The bacterial Shannon, ACE, and Chao1 indices in LT and HT decreased significantly with increasing soil depth, and were markedly higher at 0–20 cm and 20–40 cm and markedly lower at 40–60 cm than in NT (p < 0.05) (Table 2). The Simpson index reached a maximum and a minimum in NT (0.023) and LT (0.007) at 0–20 cm, respectively, and was markedly lower in LT than in NT at 20–40 cm, whereas the opposite trend was observed at the 40–60 cm depth. Furthermore, the Simpson index at 0–20 cm was markedly lower in LT and markedly higher in NT than at 40–60 cm (p < 0.05).
The PCoA results demonstrated that the cumulative contribution rate of PC1 and PC2 was 77.02%, with PC1 accounting for 47.66% (Figure 3). The soil samples were divided into three clusters according to the spatial distribution distance, indicating a more similar soil bacterial community structure in the same peatland, whereas no significant difference was detected at different depths. Therefore, the soil bacterial community composition appeared to be remarkably dependent on peatland type rather than soil depth.

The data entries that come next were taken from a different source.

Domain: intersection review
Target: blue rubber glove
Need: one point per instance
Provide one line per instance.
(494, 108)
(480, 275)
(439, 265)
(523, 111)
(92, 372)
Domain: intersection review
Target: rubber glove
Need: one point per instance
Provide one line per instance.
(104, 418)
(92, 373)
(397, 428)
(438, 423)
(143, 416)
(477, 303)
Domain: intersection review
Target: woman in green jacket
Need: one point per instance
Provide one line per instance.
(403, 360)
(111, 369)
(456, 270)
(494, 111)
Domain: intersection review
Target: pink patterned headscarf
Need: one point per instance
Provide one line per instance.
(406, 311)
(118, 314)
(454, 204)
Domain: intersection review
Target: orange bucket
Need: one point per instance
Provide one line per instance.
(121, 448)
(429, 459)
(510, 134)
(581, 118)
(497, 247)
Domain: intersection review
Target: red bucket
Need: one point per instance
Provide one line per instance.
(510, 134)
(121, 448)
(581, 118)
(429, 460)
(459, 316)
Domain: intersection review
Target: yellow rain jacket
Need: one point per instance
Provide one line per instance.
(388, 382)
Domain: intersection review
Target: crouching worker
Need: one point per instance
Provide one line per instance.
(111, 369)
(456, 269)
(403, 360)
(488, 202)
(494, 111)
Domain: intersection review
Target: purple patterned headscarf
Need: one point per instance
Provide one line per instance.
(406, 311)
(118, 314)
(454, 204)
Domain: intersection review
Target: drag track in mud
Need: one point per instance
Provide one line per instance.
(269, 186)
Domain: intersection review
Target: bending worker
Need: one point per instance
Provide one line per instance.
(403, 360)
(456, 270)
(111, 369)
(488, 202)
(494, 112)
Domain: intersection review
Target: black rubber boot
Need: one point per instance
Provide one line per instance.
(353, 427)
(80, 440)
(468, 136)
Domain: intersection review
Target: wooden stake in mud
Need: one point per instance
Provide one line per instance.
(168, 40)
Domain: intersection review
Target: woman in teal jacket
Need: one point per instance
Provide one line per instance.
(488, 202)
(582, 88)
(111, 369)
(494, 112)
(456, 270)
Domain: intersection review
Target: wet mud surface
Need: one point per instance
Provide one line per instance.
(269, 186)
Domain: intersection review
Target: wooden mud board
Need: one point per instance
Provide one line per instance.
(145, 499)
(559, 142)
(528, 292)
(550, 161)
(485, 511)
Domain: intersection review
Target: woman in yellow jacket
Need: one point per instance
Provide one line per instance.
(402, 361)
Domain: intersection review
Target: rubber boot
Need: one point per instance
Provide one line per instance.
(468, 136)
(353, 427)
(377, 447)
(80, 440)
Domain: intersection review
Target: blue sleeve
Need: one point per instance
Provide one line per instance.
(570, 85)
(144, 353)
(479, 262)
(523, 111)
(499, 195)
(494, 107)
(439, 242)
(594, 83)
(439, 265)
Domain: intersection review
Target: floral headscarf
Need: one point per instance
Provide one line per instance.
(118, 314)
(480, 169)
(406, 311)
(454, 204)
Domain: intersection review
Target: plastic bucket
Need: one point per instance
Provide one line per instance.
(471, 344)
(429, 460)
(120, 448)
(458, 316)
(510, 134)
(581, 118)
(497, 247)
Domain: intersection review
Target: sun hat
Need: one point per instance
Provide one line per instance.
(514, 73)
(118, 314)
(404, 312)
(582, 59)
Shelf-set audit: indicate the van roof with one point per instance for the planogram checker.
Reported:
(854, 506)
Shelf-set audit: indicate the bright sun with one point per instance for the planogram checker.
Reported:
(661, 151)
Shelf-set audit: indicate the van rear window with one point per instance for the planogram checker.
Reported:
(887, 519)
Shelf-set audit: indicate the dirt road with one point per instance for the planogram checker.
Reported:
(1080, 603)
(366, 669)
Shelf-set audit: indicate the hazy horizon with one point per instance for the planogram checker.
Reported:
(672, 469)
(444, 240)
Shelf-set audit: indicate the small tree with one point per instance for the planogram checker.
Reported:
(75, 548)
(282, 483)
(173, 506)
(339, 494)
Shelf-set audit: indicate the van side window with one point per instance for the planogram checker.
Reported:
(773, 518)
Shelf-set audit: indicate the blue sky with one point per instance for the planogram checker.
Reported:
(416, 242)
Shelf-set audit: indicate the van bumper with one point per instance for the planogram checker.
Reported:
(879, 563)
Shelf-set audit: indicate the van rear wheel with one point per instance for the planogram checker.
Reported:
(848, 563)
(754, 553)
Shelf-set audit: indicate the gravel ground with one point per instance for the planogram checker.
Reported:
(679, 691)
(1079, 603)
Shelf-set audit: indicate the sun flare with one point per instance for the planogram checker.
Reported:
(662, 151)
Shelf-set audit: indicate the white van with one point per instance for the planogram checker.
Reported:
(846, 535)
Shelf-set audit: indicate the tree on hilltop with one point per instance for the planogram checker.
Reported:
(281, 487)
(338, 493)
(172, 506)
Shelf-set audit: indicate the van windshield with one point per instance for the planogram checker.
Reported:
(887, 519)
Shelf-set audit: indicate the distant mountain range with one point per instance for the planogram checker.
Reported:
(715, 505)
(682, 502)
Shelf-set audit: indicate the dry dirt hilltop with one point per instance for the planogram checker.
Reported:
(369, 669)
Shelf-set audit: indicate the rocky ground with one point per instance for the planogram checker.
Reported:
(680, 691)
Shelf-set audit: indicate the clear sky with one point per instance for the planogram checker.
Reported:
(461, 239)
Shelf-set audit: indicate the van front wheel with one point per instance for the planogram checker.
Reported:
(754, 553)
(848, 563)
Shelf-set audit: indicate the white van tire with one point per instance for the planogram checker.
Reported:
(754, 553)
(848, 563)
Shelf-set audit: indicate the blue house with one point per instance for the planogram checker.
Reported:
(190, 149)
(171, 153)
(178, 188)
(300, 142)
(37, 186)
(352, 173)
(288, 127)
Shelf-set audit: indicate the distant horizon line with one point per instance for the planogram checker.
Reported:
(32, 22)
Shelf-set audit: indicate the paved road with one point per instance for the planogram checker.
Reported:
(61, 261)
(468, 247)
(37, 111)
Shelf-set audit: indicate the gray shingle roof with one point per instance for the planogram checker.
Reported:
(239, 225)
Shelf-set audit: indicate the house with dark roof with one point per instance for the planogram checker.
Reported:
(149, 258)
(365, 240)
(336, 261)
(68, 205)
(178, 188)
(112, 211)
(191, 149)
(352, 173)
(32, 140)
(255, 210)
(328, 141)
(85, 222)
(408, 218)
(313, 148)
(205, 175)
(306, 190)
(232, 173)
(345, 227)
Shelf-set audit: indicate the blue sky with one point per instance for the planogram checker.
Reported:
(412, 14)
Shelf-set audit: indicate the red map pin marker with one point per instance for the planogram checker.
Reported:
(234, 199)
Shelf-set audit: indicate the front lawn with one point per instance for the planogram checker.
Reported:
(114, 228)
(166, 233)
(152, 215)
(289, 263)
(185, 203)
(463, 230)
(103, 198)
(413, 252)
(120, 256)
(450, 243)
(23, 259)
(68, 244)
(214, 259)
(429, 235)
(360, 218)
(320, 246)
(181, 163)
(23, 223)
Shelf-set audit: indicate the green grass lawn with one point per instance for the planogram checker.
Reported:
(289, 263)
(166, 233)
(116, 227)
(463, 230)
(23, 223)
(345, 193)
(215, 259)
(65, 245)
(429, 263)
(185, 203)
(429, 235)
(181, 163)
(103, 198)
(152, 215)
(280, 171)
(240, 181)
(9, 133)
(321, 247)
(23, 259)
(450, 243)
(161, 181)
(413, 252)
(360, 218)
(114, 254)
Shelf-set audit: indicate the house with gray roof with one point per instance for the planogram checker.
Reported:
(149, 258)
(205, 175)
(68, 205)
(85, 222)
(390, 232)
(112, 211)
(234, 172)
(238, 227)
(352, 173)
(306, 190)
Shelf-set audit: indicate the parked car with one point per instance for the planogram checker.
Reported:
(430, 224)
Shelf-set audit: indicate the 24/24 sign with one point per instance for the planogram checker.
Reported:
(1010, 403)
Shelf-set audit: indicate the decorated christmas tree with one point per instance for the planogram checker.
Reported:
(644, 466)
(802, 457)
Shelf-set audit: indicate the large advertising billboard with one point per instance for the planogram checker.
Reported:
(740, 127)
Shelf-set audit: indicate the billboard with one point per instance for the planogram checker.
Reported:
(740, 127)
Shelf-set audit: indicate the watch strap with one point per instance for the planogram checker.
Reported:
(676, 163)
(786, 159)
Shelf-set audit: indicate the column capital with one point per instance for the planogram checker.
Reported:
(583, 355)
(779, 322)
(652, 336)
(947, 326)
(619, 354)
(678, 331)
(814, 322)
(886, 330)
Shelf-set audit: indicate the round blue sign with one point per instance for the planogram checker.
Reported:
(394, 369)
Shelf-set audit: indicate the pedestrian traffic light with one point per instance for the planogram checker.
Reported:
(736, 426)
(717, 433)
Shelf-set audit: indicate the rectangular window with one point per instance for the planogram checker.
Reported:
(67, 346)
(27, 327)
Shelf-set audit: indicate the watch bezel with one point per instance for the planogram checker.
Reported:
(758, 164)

3.3. Composition and Structure of the Soil Bacterial Community

A total of 15 bacterial phyla with a relative abundance greater than 1% were observed, among which the dominant phyla were Actinomycetota (18.10–31.22%), Proteobacteria (4.57–23.83%), Firmicutes (1.22–23.16%), Chloroflexota (10.09%#x2013;20.36%), Acidobacteriota (5.51–20.11%), and Bacteroidota (3.08–10.57%) (Figure 4a). Along the soil depth gradients, the relative abundance of Actinomycetota tended to decrease first and then increase in LT, whereas the opposite trend was observed in NT. The relative abundances of Proteobacteria and Acidobacteriota were markedly higher in LT and HT than those in NT at each depth, whereas the relative abundance of Firmicutes showed the opposite trend. The relative abundance of Chloroflexota was higher in NT than in LT and HT at all depths, but the difference was not significant (p > 0.05). The relative abundance of Bacteroidota was highest in HT compared to both LT and NT at each depth.
At the genus level, the soil samples were dominated by Gaiella (2.99–13.88%), Alicyclobacillus (0–12.30%), KD4-96 (5.40–10.57%), Oryzihumus (0.39–10.18%), Caldisericum (0–9.99%), Pseudolabrys (0.28–6.62%), Candidatus_Solibacter (0.53–5.97%), norank_o__Subgroup_7 (1.07–5.21%), and norank_f__Bacteroidetes_vadinHA17 (1.06–5.09%) (Figure 4b). Among them, the relative abundance of Gaiella was higher in NT than in LT and HT at each depth, whereas the relative abundances of Pseudolabrys and norank_o__Subgroup_7 exhibited the opposite trend. Alicyclobacillus and Caldisericum occurred only in HT and NT, and their relative abundances varied greatly between samples, peaking at 40–60 cm and 0–20 cm in NT, respectively. There was no significant difference in the relative abundance of KD4-96 among the different samples (p > 0.05). The relative abundance of Oryzihumus in LT was markedly lower at 0–20 cm and 20–40 cm and markedly higher at 40–60 cm than that in HT and NT (p < 0.05). Moreover, HT exhibited the highest relative abundances of Candidatus_Solibacter and norank_f__Bacteroidetes_vadinHA17 compared to both LT and NT at each depth.
Significant differences between the three peatlands at the phylum level were further detected at different depths. The relative abundances of Proteobacteria, Acidobacteriota, Firmicutes, Gemmatimonadota, Caldisericota, and MBNT15 among different peatlands varied significantly at each depth, whereas the relative abundance of Methylomirabilota only differed markedly at 0–20 cm and 20–40 cm (Figure 5). Additionally, extremely significant differences in the relative abundances of Proteobacteria and Firmicutes were observed between the three peatlands at all depths, whereas extremely significant differences in Caldisericota abundance were only observed at 0–20 cm.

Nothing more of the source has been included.